晒谷场有一段挨着墙壁,牲口压根犁不到,即便擦着墙边走也不行,这时候就需要人用大镢刨。
李根生扛着大镢跑过来,吭哧吭哧开干,那汗跟流水似的,看得陆远直摇头。就为了中间有那么一阵休息的空当非要抢着干这活,留给年轻人不好吗!
这要是换杜卫东来干,陆远能累到他半夜喊梦话找妈妈!
一阵过后,李根生喘着粗气瘫倒在树荫下。
“六子,过来,把这边刨两下。”老杨头那边也喊了。
李根生哭丧着脸爬起来,颠颠跑了过去,哐哐几下,扛着大镢再次歪在大树下。
见李根生休息的差不多了,陆远这才开口:“六叔,来一下,这有块石头搬一把,顺带着把这一排刨了。”
李根生嗷一嗓子,疯魔似的爬起来,拎着大镢飞奔而来。
“你小子,我是你老丈人,不是你孙子,就算是你孙子也没这么使唤的吧,就不能让我多喘两口气!”
没等陆远回话,就见李根生抡着大镢嗷嗷开刨。
陆远:完了,这是受的哪门子刺激!
放下犁耙,陆远默默搬起石头,准备自己运出去。
“你给我放下。”
李根生扔了大镢,抢过石头往大树下搬,回来后抡起大撅继续刨地。
陆远一看,这不行啊,地哪有这么刨的,这势头下去非把六叔这小身板子累瘫不可。
“行了六叔,我来吧,你快去歇会抽根烟。”陆远摸出烟塞给李根生,好说歹说总算把老丈人哄到了树荫底下。
“这还有个当姑爷的样儿。”
李根生喝口水,翘着二郎腿在树荫下美美点上一根烟。
结果一根烟没抽完,便耷拉着脑袋被老杨头喊走了。
秸秆抱回来后均匀地撒在犁过的地方,这时候也到了上午下工的时间。
陆远把牛送回牲口院,随后往家里赶,过了桥见赵雪容等人走在前边,追上去一看,嚯,个个小脸煞白。
“你们这是中暑了?”
“中暑不至于,中毒还差不多。

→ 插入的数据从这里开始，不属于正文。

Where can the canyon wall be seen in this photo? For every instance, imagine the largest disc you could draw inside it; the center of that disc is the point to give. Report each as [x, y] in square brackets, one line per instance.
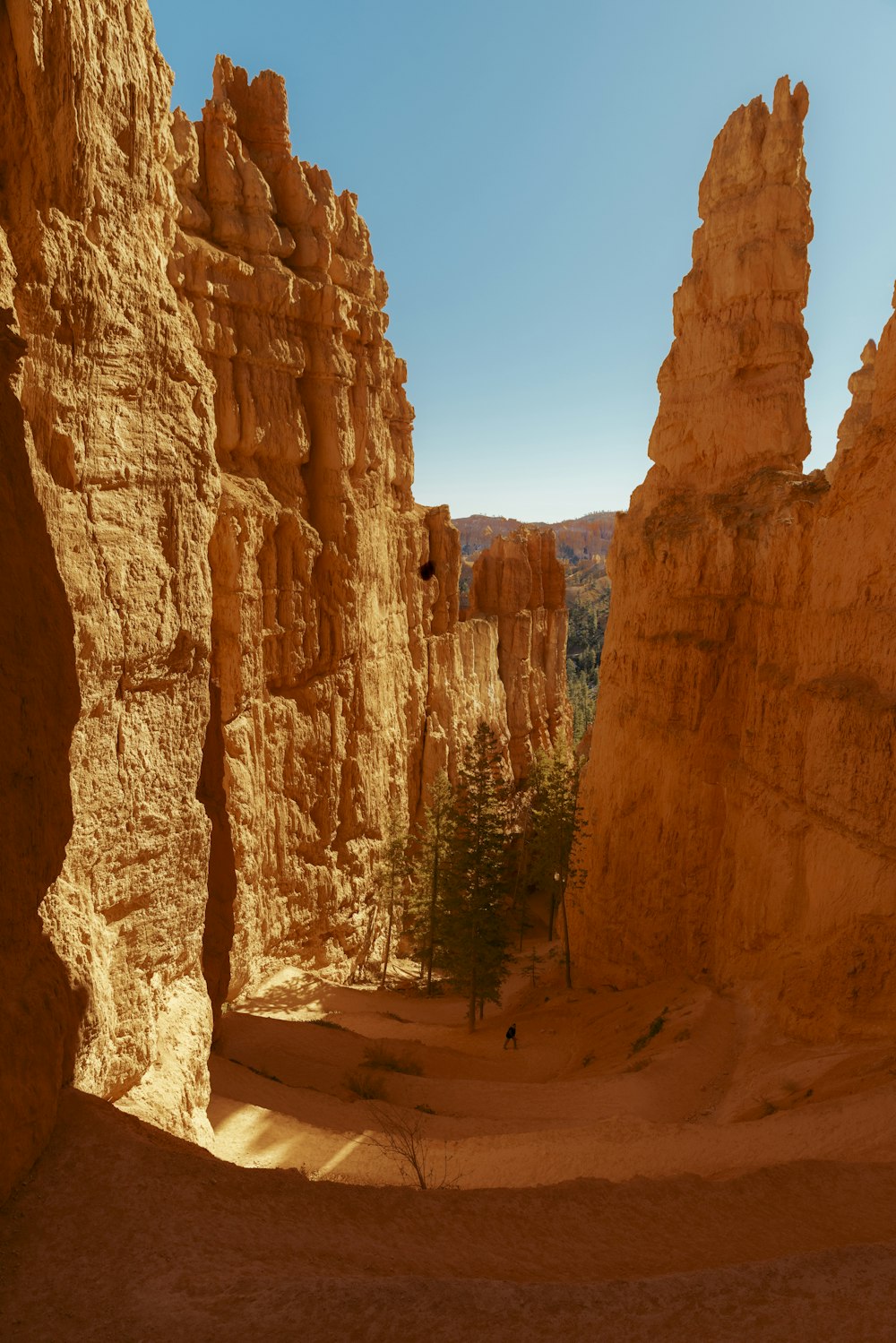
[740, 782]
[230, 635]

”赵雪容蔫蔫地说着,感觉下一秒就要吐出来。
旁边周晓丽抬起头,眨着无辜的大眼珠子伸出两只手:“陆远你闻闻,恶心的不得了。”
陆远打眼一看,这啥呀,黄黄绿绿的看着就恶心,傻大姐还让他闻闻,真当别人跟她一样傻?!
“不用闻,不用闻,看着就够恶心。”
陆远呵呵呵笑着示意周晓丽可以把手收回去了,“你们这是干啥去了,指甲盖里边怎么黏糊糊的。”
不提黏糊还好,一说差点把吴漾搞吐。
“别提了,今天咱们六队去大豆地捉虫,不光捉,还得捏死的那种。”吴漾解释道,“陆远你是不知道,软绵绵一捏,噗嗤一声,那虫浆能射一米多远呐。”
“厉害厉害。”
陆远是真心佩服,这虫子可比他厉害多了,他可从未达到过那种射程。
来到家门口,陆远只能嘱咐几个姑娘用沙土使劲搓搓,争取把指甲缝里的尸液去除干净,下午最好想个办法,别裸手去捉虫。
进了院,陆远在菜园前徘徊一阵。
青菜已经长出来一截,实在馋的话,现在就可以吃一茬,不过就是不知道下一茬在秋收前能不能完全成熟。
他这边刚进屋,吴漾和周晓丽便过来了,借白糖。
几个姑娘中午没胃口,去隔壁孟巧枝那院淘换了黄瓜、西红柿,打算中午对付两口,可毕竟四个人吃,结果白糖不够用。
看着周晓丽搬着糖罐子离开的背影,陆远嘴角直抽抽。
同样对付两口,陆远带上水壶、毛巾,急速赶往河边。
这个点河边清净,脱了衣服一个猛子扎进水里,片刻后浮上来往岸边游去。
在河里泡着浑身舒爽,上了岸即便躲在树荫下边也觉得燥热。
下午陆远和老杨头的活排在后边,得等大伙把秸秆和泥土搅和匀,待地面干湿合适才能拉碾子压地。
李根生、杜卫东等人先挑水撒上去,随后光着脚上去踩,之后用钉耙找平,最后才轮到陆远和老杨头牵着牲口上场。
下午赵德印来了,县里要给陆远做个专访。
要他抓时间去县城照相馆洗一张照片,要求形象正面,之后可能会上大报,被全国人民看到。
陆远一打听,是因为他协助公社抓歹徒的事,立马把脑袋摇得跟拨浪鼓似的。
“赵叔,我再强调一遍,那是自保,可不是协助公社。”
开玩笑,即便五名知青罪不可赦,他也不能掺和进去,那不成站在一千万知青的对立面了嘛!
“我也是这么跟公社领导说的,这点公社那边也有考虑,说也可以采访你勇斗野猪救人的事迹。”
赵德印感觉陆远能在公社、县里露脸,他脸上也有光,“到时候你把你那套话术拿出来就行,谁听谁不迷糊。”
陆远:什么话术,那可是我的肺腑之言!
“听说这次省里会选出十名杰出‘知青楷模’,到时有可能会去各地演讲什么的,你小子努努力,也给咱们李沟围大队争争光。”
赵德印越说越兴奋。
“啥?还要出门讲话?”
李根生凑过来一脸好奇。
“应该是招收演讲。”陆远笑着看向赵德印,“就是鼓励广大有志青年报名下乡参加新农村建设。”
嘎,赵德印笑容凝固。
陆远拍拍赵德印胳膊:“放心赵叔,到时候我一定好好宣扬咱们向阳公社,尤其是咱们李沟围生产大队!”